I braced myself. Quick and easy, I thought. I’ll hit 10 of them and then wipe my hands of this relationship.

A couple things.

First, you do not understand the horror of each THWACK, slapping your tiny world atlas against the creature crawling on the wall—seeing the juice on the book afterwards—sweeping the dead body out the door. (Note: the atlas was chosen for its heavy weight and plastic-coated cover—easy to clean afterwards.)

Second, I seriously underestimated the number of cockroaches living in my house.

My friend Andrew and I once hunted cockroaches. What it entailed was this: I would grab the cockroach in my hands and then run for the nearest exit. He would quickly unbolt and open the door while I flung the thing outside. Again, it was a way of pretending I was dealing with the problem.

Actually killing them—that kind of hunt—is so much worse. You wait for the flutter of their crunchy wings. You grab the atlas. You run for the wall, where you see their dark body against the fake blue sky you once painted. You smack the thing then watch the body fall. You sweep it out of the house. And then repeat more times than you can believe. Flutter grab run THWACK slide sweep. Flutter grab run THWACK slide sweep. Flutter grab run THWACK slide sweep. It never ends. You stop counting after 10. You are well aware when you pass 20. After 30 you’re sick of opening the door and decide you’ll sweep them all out in the morning. After another 10 thoroughly thwacked, you sweep them out after all. It’s the last thing you want to step on should you wake up in the middle of the night. And by this point, it’s more a question of how many TIMES you’ll wake up—thinking a cockroach is crawling into any number of orifices.

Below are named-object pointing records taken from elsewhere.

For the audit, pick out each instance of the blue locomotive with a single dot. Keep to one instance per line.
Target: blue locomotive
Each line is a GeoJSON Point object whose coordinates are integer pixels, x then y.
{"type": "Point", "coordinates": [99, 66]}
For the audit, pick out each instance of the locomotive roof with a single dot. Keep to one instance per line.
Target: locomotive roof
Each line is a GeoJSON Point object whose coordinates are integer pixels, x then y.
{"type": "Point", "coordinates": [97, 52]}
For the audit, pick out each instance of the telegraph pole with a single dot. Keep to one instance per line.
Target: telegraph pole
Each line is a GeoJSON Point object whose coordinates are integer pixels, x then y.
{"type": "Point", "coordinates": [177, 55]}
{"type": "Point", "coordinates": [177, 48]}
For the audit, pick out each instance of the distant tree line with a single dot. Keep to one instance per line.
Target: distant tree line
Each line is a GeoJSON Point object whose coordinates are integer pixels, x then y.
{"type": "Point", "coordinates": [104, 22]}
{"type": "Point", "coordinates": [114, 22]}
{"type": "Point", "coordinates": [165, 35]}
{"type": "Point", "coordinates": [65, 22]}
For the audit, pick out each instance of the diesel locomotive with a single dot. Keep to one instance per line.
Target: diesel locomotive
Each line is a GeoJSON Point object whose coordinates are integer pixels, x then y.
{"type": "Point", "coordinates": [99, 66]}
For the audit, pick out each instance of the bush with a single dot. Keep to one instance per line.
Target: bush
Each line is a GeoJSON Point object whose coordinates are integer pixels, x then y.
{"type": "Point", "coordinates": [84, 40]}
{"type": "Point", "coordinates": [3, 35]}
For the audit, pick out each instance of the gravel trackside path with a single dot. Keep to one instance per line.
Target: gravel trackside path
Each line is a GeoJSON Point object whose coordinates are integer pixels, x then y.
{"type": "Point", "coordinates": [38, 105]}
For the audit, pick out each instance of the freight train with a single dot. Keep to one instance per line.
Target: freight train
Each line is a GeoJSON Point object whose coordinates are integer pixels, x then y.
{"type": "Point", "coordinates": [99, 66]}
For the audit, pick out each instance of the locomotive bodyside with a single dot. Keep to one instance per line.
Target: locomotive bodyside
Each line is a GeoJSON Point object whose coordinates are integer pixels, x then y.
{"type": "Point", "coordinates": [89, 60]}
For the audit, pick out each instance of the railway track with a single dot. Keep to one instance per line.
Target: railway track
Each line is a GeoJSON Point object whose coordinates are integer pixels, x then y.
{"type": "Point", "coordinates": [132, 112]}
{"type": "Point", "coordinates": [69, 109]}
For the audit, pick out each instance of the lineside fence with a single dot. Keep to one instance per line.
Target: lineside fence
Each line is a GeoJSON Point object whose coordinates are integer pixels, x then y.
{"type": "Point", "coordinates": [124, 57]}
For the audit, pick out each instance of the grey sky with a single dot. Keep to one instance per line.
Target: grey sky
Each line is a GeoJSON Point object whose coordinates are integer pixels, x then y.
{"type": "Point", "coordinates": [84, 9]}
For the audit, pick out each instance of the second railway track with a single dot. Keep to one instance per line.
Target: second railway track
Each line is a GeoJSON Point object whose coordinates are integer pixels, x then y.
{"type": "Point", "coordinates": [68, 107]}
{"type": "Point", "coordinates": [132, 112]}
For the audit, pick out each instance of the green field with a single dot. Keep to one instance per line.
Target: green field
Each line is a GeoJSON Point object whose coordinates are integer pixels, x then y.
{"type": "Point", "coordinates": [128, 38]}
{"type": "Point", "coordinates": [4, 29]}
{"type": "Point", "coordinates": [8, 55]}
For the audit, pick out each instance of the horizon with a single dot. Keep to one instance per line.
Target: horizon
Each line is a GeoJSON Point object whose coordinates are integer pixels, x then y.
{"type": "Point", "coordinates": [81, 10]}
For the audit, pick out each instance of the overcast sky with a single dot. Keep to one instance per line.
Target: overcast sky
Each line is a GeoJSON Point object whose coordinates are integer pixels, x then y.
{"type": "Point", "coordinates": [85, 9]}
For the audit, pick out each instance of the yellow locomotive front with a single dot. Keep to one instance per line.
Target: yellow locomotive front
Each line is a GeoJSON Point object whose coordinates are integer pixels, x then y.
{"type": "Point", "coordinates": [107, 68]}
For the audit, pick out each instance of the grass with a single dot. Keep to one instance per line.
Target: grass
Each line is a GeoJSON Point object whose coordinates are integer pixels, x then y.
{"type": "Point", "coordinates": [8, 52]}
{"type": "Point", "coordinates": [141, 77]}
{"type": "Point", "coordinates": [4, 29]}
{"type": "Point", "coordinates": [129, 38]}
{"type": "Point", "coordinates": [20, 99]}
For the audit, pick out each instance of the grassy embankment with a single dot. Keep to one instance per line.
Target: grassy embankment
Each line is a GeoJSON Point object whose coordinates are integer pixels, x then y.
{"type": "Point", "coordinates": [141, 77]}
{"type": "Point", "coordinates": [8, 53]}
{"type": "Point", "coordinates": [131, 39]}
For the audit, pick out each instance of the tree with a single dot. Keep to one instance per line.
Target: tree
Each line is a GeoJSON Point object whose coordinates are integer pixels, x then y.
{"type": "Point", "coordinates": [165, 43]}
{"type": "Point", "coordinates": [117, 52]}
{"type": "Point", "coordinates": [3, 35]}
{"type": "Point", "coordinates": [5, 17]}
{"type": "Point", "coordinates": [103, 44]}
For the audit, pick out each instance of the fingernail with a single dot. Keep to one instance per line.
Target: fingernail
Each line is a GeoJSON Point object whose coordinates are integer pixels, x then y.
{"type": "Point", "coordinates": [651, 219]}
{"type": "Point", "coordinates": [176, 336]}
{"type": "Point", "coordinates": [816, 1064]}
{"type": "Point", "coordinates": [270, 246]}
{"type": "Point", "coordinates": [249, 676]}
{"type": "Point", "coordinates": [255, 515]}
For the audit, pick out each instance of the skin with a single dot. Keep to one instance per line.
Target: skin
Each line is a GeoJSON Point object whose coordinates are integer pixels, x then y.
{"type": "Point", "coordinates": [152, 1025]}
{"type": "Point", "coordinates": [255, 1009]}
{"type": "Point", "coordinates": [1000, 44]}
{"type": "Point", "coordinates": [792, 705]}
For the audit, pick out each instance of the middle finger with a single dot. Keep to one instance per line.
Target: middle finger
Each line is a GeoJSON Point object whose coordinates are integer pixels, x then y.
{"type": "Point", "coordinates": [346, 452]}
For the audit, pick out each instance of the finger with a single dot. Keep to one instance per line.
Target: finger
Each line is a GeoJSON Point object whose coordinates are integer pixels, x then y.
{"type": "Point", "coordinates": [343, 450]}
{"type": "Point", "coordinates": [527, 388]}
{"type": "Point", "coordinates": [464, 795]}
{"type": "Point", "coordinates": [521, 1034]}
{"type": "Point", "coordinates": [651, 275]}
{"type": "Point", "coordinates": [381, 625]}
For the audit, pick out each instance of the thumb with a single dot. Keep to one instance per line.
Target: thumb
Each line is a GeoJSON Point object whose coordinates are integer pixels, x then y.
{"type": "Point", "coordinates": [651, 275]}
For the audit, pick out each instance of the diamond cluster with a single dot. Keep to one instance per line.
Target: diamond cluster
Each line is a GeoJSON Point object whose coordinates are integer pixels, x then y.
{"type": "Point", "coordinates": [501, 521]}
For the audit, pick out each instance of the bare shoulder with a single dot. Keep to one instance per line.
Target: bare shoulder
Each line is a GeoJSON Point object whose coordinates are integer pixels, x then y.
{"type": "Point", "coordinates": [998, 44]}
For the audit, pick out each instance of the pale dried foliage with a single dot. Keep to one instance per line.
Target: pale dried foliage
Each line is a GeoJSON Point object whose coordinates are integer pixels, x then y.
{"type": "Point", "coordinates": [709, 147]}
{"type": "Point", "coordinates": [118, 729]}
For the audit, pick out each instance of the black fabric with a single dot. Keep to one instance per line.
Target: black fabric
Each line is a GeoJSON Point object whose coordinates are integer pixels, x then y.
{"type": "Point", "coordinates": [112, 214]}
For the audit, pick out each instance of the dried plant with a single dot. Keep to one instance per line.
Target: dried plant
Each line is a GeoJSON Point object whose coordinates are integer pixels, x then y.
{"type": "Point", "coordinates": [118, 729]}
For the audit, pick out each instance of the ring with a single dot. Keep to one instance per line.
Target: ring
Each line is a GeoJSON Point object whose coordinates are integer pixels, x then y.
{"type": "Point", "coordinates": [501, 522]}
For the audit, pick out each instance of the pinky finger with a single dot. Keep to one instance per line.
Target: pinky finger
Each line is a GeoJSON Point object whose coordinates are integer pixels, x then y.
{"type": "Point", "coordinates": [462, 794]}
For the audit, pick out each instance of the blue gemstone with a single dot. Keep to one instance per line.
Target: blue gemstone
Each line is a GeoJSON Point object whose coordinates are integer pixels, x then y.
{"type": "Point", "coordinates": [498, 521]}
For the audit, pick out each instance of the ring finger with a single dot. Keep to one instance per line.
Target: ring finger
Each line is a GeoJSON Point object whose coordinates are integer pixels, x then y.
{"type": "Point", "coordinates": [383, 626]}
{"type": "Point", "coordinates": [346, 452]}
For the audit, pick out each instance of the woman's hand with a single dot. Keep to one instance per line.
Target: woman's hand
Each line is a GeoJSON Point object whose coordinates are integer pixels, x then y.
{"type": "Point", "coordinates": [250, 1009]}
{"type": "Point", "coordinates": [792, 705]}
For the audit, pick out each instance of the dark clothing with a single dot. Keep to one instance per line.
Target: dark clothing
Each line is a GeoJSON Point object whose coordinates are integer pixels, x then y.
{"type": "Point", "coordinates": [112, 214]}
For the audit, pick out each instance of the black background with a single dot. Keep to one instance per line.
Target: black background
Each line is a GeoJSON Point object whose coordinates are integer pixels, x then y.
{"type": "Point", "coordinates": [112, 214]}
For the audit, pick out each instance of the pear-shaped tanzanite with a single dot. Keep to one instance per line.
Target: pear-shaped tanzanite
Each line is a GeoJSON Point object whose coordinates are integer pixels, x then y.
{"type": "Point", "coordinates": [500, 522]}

The worst moment (if you can actually choose one) is when you’re almost certain a cockroach just crawled out of the location where its dead body fell.

Oh no, you think. They come back.

And let’s be honest—the only thing worse than cockroach spirits haunting you would be cockroach spirits haunting you because you KILLED them.

I start to crack. I hear the fluttering everywhere. The thwack makes me jump. I am disgusted by the cockroach juice everywhere. I have to grind the atlas a little to make sure they’re really dead. Grasshoppers are jumping on my face. Seriously, I have bug issues. And while I am reassured when I see more baby cockroaches—yes, I’m doing the right thing, the executions must take place before it’s too late—I am equally appalled by the idea that this evening will repeat itself once these babies are of age. And I have NO idea when that when that will be. I know nothing about cockroaches that I can’t learn by observing in my shower.

I believe the horror is over for the moment. There are cockroach bodies in hard to reach locations, a couple stuck to the wall with own body goo, and I don’t even want to know how many just outside my door where I swept them in a hurry. Every time I think I’ve killed the last of them, another 2 or 3 flutter in the corner and I grab that trusty atlas.

I will call it a night and deal with everything—the bodies, the goo, the crippling sense of guilt—in the morning. Goodness knows I won’t be getting any sleep tonight. I’ll be dreaming of cockroaches.

1 comment:

magi-chan said...

ohhh.. thats seriously an issue! Yesterday I found two cockroaches in my bedroom too. I killed one of them, the second ran somewhere away. I got now lavender and eucalyptus oils in the corners and so on, that's supposed to help. I barely had any sleep tonight, I thought always that it'll crawl into my bed, well that was freaky. I relaxed only at the dawn, since they don't like light.. Hope to never see them again in my room!